Jangan ditanya, berkali-kali lipat dari harga normalnya karena tentu saja
perjalanan dari kota ke pulaupun butuh waktu kurang lebih 15 jam bahkan lebih
jika cuaca di laut tidak mendukung.
Bulan
kedua, semakin hari semakin terasa sepi, karena hanya aku pekerja wanita
disini, temanku cuti karena sakit dan dia kembali ke kota. Disini tidak ada
dokter, hanya ada bidan keliling yang datang satu bulan sekali dengan peralatan
dan obat seadanya. Yah, tanah tempatku berlabuh ini memang subur, kaya akan
sumber daya alamnya, dan sangat indah dengan lautnya namun minim akan
fasilitas.
Bulan
ketiga, aku mulai merasa jenuh akan aktivitas yang sama setiap hari. Cuaca mulai
tidak terkendali, pagi mendung, siang panas, sore dan malam hujan deras, begitu
setiap hari. Gempa kecil yang kadang sudah tidak kurasakan lagi karena terlalu
seringnya. Ombak di laut yang tidak menentu, angin yang bergemuruh kencang
memecah kesunyian.
Ahirnya
hari itu datang, hari yang akupun tidak akan pernah bisa membayangkan sebelumnya
dalam hidupku. Pagi itu cerah dengan matahari yang terik menguras semua
keringat di dalam tubuh. Angin sepoi dan gemuruh ombak terdengar indah diantara
secangkir es teh manis dan setumpuk laporan yang harus segera diserahkan ke
kantor pusat. Saat itu tidak ada firasat buruk apapun dalam hati, hanya
aktivitas seperti hari-hari biasanya. Yang sedikit berbeda adalah seringnya
gempa kecil yang terjadi.
Seperti
malam-malam biasanya, aku selalu pasang musik di hp untuk menemani tidur,
jangan harap bisa dapat sinyal radio atau internet disini, tidak ada! Yah karena
aku berada di tengah laut, sebuah pulau kecil yang disekelilingnya yang
terlihat hanya laut. Saat itu hujan deras disertai angin, terasa gempa cukup
kencang, entah kenapa akupun mulai merasa tidak enak hati tapi kubiarkan
prasangka ini tetap baik.
Ahirnya
akupun terlelap pada pukul 22.00, dan terasa sunyi senyap.. aku lelap
tertidur.. yah lelap...
Sepertiga
malam akupun terbangun karena di mess tempat aku tinggal terdengar banyak orang
berkumpul. Rasanya aneh melihat keluar jendela begitu banyak orang padahal baru
pukul 3 pagi, ada apa ini? Akupun membuka pintu kamar, kutemui temanku yang
sedang fokus melihat berita di televisi, yah disini ada televisi satelit dan
dari sanalah aku melihat bahwa semalam terjadi gempa dahsyat disertai tsunami yang
menyapu sebagian wilayah yang aku tempati sekarang.
Perasaanku
campur aduk, antara percaya dan tidak bahwa semalam terjadi gempa besar disini.

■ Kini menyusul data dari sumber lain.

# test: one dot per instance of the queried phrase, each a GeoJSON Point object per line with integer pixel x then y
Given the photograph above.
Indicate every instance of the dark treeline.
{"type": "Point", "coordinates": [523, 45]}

Syukurlah karena messku berada jauh dari pantai dan berada di atas. Beberapa
hari berlalu, logistik kami mulai menipis, sehingga kami semua disini mencoba
bertahan dengan makanan yang bisa kami ambil di hutan. Umbi-umbian, dedaunan, buah-buahan,
jika beruntung dalam berburu kami bisa mendapatkan rusa.
Suasana
hatiku makin kacau, ingin rasanya aku segera pulang ke rumah. Tuhan sudah
memberikanku kesempatan kedua dengan selamat dari tsunami, tapi akankah aku
pulang? Beberapa hari berlalu dan akhirnya pertanyaanku terjawab, dengan niat
yang kuat setelah tahu ada kapal kecil yang singgah memberi bantuan logistik,
pada saat itu juga aku meminta ijin atasanku untuk pulang ke rumah. Walau cuaca
masih buruk dan kapal yang datang kecil, tidak memungkinkan aku ikut, tapi aku
tetap memaksa.
Akhirnya
dengan kapal kecil itu aku menyebrangi lautan selama 18 jam menuju Padang. Hati
ini terasa lega karena bisa sampai dengan selamat dari sana. Semua urusan
diselesaikan dikantor perwakilan dan segera menuju bandara. Sebenarnya aku baru
pertama kali ke bandara sendiri, ke kota ini sendiri, baiklah dengan modal
nekat cari taksi menuju bandara dan mencari tiket menuju Bandung pada hari itu
juga. Tanpa menunggu lama, akhirnya aku dapatkan tiketku dan meluncur menuju
kota kelahiranku. Letih perjalanan panjang laut, udara, darat hilang seketika
saat aku sampai di rumah.
Tuhan
memberikanku pengalaman hidup luar biasa dengan Tsunami Mentawai, memberikanku
kesempatan kedua untuk berkumpul dan lebih dekat dengan keluargaku, mensyukuri
semua nikmatNya dan lebih menjadi pribadi yang lebih baik.